Some us wrote to the Prime Minister to ask him to take advantage of the vaccine to relax restrictions as quickly as possible; I chide the Leader of the Opposition, the right hon. and learned Member for Holborn and St Pancras (Keir Starmer), for describing those of us who did so as pressuring the Prime Minister to

“throw caution to the wind.”

We were expressing genuine concern about the wider impact of Government policy on restrictions on the welfare of our nation, and particularly on lives and livelihoods. The truth of the matter is that the burden of fighting this disease through social restrictions is not being felt fairly. Frankly, a middle-class white-collar professional can work from home. It is a bit inconvenient and they cannot go out for dinner, but it is just tiresome; it does not have an adverse effect on their health.

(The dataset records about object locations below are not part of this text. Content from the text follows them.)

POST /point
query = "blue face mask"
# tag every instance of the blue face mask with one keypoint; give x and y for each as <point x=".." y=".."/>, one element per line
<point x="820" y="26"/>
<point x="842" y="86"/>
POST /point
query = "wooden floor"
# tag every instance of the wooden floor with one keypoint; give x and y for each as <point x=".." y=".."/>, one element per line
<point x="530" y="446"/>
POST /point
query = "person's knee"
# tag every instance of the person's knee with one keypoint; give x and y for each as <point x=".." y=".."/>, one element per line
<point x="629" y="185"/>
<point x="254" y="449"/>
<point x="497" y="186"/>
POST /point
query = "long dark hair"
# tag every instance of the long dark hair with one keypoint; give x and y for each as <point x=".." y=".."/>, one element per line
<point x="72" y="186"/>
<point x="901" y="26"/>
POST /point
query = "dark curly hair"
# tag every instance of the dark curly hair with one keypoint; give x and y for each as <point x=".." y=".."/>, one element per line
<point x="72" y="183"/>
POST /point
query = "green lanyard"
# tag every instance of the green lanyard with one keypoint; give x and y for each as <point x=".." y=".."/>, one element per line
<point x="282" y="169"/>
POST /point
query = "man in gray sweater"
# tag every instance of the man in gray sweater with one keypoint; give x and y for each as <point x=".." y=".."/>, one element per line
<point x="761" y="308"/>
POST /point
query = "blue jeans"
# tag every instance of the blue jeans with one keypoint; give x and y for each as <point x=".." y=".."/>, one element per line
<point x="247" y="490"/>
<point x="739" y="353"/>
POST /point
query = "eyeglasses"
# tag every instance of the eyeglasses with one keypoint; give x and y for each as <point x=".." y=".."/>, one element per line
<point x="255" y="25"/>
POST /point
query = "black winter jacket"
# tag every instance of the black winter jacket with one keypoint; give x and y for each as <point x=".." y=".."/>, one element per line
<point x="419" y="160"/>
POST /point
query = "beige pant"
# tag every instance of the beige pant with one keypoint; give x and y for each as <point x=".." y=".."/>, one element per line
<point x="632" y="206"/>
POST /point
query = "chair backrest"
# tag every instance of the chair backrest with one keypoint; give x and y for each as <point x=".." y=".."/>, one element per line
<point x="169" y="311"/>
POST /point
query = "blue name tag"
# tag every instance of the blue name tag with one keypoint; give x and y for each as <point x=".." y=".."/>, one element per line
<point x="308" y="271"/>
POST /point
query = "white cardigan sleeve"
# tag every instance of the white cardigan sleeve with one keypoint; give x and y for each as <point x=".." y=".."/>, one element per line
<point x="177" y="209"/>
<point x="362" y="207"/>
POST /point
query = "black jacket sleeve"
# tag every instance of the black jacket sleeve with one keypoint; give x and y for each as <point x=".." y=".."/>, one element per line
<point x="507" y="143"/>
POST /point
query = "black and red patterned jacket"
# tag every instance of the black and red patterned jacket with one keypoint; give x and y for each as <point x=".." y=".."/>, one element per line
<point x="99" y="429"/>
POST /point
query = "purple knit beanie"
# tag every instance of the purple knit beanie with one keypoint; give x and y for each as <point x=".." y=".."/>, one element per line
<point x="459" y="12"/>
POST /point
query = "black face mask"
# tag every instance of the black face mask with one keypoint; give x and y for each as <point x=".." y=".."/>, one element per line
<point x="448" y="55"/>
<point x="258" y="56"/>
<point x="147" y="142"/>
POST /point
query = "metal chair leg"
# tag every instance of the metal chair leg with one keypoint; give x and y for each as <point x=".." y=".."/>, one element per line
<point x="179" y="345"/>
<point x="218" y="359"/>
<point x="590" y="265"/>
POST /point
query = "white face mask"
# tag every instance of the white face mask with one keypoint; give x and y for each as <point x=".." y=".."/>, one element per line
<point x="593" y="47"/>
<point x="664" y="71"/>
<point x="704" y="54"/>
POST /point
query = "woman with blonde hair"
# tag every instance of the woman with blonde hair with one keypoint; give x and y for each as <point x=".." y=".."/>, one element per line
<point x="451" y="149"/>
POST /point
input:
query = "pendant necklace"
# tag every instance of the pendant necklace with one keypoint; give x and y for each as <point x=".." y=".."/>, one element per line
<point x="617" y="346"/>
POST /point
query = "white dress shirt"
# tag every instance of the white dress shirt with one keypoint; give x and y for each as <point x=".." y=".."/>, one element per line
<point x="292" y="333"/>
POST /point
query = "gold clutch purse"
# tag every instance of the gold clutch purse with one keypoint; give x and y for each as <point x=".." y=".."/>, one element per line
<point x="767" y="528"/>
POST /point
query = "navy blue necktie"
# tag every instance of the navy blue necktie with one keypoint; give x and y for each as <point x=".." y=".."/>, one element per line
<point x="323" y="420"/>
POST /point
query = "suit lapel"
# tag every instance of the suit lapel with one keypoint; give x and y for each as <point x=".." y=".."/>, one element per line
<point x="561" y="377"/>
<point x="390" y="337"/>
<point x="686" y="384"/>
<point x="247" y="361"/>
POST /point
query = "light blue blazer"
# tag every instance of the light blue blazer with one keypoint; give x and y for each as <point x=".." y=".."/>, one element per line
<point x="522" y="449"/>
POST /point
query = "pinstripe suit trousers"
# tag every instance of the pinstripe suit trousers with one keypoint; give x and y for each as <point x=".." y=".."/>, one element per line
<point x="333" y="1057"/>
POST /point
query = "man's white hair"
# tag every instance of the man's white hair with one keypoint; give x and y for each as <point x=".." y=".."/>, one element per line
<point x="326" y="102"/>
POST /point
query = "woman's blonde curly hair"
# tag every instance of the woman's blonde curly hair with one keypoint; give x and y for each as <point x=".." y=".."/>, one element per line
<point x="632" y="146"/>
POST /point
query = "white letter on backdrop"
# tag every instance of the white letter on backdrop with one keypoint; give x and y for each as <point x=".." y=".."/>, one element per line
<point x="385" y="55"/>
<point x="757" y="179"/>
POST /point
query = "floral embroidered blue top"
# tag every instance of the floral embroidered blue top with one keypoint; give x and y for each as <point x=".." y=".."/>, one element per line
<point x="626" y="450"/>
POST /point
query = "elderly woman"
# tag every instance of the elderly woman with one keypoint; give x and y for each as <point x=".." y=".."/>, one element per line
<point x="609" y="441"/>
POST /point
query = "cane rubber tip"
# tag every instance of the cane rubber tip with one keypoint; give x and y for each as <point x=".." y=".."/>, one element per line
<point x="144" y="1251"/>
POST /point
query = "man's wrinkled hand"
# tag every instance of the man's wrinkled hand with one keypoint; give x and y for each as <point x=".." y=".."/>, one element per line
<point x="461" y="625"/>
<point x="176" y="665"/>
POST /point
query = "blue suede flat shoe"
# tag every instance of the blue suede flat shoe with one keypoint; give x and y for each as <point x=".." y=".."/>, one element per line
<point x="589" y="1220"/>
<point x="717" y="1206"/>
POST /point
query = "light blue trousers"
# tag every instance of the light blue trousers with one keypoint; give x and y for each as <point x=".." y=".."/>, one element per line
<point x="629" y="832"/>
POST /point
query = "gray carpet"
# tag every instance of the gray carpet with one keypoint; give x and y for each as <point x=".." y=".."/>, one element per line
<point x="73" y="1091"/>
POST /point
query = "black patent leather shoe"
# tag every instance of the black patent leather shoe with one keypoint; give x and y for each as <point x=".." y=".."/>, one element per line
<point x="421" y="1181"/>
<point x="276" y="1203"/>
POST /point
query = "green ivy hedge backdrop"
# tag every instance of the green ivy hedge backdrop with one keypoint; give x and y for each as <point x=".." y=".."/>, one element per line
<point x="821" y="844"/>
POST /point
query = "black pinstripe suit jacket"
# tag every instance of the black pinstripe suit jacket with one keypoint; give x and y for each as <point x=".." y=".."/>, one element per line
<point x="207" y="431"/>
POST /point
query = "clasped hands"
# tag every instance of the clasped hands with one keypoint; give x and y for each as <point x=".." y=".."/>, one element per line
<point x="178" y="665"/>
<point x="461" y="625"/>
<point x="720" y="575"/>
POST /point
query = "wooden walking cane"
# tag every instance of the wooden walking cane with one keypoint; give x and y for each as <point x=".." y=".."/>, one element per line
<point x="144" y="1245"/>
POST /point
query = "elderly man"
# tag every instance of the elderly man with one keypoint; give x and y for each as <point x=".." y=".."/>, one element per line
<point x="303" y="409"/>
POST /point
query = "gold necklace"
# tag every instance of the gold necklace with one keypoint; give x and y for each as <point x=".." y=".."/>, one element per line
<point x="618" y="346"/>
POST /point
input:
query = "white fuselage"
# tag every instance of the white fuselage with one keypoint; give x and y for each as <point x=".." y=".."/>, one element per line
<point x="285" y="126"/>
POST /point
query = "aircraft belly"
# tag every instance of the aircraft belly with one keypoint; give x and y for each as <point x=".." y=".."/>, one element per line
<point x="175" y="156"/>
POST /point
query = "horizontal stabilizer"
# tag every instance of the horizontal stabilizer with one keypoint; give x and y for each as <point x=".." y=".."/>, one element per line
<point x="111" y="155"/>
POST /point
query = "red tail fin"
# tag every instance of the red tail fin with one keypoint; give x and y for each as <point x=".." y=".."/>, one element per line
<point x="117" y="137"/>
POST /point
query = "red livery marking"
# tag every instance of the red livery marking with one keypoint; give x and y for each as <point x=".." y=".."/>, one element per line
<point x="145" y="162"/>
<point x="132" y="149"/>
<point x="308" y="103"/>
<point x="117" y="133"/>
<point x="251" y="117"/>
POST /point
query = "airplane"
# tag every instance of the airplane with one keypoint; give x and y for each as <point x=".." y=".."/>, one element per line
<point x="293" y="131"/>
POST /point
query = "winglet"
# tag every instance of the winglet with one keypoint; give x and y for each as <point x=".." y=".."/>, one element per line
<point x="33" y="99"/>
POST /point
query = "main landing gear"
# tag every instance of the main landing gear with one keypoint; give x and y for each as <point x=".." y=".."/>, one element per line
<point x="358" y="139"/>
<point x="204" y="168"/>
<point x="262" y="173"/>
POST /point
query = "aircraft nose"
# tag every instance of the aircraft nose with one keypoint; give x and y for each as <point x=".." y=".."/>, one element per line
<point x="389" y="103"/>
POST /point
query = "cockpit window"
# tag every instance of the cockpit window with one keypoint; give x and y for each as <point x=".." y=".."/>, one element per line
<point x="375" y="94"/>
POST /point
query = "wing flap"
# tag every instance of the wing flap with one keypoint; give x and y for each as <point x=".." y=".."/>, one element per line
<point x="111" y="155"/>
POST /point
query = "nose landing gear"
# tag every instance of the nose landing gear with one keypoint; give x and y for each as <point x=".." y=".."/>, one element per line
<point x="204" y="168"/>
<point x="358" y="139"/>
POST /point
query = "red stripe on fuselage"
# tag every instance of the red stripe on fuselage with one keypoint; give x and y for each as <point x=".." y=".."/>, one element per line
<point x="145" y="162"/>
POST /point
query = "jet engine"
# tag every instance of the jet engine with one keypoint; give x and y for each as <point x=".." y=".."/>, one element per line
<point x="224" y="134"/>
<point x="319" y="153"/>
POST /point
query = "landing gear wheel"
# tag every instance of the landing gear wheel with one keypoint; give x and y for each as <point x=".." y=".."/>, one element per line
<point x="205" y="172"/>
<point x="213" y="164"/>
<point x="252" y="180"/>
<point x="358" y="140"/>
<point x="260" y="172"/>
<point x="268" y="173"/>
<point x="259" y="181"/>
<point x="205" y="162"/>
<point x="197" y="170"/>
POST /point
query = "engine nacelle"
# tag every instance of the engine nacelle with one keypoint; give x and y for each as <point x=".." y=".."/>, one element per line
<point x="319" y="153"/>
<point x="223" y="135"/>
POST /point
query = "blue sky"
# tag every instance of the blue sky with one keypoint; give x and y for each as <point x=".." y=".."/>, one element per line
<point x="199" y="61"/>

We should also reflect on those workers who have carried on going to work, for little thanks, yet they have been in harm’s way. I am referring to our postal workers and refuse collectors—all those people involved in delivering the services that every one of our constituents needs and expects. I do not see any of them demanding to be further up the queue to get a vaccine. We all owe them a great deal of thanks.

My biggest concerns are for those people who will lose their jobs. For each and every day that this lockdown continues, more jobs will be lost. That is my concern. There was a time when the Labour party was bothered about workers and jobs, but that is now left to us, and we will continue to fight that fight. My fundamental concern is that with each day that passes, we really must make sure that we lift the restrictions as soon as possible.

The truth of the matter is that no Government should restrict the rights and liberties of their subjects without being able to demonstrate the outcome, and I am afraid that demonstrations of the effectiveness of these lockdowns have been rather poor. There is no evidence that the curfew saved any lives. We know that 2% of transmission has taken place in what are now covid-secure venues. We know that we entered into the November lockdown but came out with higher rates because schools remained open and they were the agents of transmission into people’s households and businesses. The truth is that lockdowns do not work, but we have the key to deal with this virus through the vaccinations. The Government need to be much more ambitious than the route map that has been laid before us today, so that we can take full advantage to secure our freedom again.